Moreover, 21 percent of those surveyed admitted to medicating their kids with paracetamol, such as Panodil, before sending them to school.

The FOLA parents’ organisation is shocked by the findings.

“I think it is absolutely crazy. It simply cannot be that a child goes to school sick and plays with lots of other children. Then we are faced with the fact that they will infect the whole institution,” said FOLA chair Signe Nielsen.

Pill pushers
At the Børnehuset daycare institution in Silkeborg a meeting was called where parents were implored not to bring their sick children to school.

At Børnehuset there are fears that parents prefer to pack their kids off with a pill without informing teachers.

“We occasionally have children who that they have had a pill for breakfast,” said headteacher Susanne Bødker. “You might think that it is a Panodil more than a vitamin pill, if it is a child who has just been sick, for example.”

Parents sick and tired
Parents, when confronted, often cite pressure at work as a reason for not being able to stay at home with their children.

Many declare that they simply cannot take another day off, as they are afraid of being fired.

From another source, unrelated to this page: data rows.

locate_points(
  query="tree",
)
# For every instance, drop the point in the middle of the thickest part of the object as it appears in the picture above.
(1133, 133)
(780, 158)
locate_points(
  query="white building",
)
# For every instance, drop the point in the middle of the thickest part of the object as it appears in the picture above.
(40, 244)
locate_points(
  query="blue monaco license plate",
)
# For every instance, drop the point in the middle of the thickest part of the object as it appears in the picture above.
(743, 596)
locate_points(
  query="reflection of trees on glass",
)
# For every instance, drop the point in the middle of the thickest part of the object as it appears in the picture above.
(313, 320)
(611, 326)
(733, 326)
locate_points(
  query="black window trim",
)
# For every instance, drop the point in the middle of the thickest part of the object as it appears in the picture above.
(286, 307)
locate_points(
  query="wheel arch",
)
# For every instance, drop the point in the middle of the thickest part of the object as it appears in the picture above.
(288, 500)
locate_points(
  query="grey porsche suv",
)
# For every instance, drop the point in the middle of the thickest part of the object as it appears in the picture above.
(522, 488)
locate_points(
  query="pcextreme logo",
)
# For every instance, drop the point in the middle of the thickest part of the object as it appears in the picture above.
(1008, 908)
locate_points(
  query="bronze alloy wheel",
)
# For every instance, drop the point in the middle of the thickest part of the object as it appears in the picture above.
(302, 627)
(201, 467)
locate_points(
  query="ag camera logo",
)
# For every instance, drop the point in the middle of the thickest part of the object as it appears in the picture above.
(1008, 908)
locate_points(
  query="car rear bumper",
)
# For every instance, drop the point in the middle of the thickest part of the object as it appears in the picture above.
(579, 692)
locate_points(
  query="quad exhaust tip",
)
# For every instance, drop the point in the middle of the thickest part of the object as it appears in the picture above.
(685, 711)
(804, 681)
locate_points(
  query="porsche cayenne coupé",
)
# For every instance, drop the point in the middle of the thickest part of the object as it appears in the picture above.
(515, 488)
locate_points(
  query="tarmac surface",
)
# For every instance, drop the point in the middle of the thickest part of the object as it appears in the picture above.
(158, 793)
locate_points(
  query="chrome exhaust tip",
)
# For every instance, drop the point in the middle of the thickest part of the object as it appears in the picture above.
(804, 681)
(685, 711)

Allan Randrup Thomsen, a professor of virology at KU, has heavily criticised the parents’ actions, describing the current situation as a “vicious circle”.

“It promotes the spread of viruses, and it adds momentum to a cycle where parents are pressured by high levels of sick-leave. If they then choose to send the children to daycare while they are still recovering, they keep the epidemic going in daycares, and this in turn puts a greater burden on the parents.”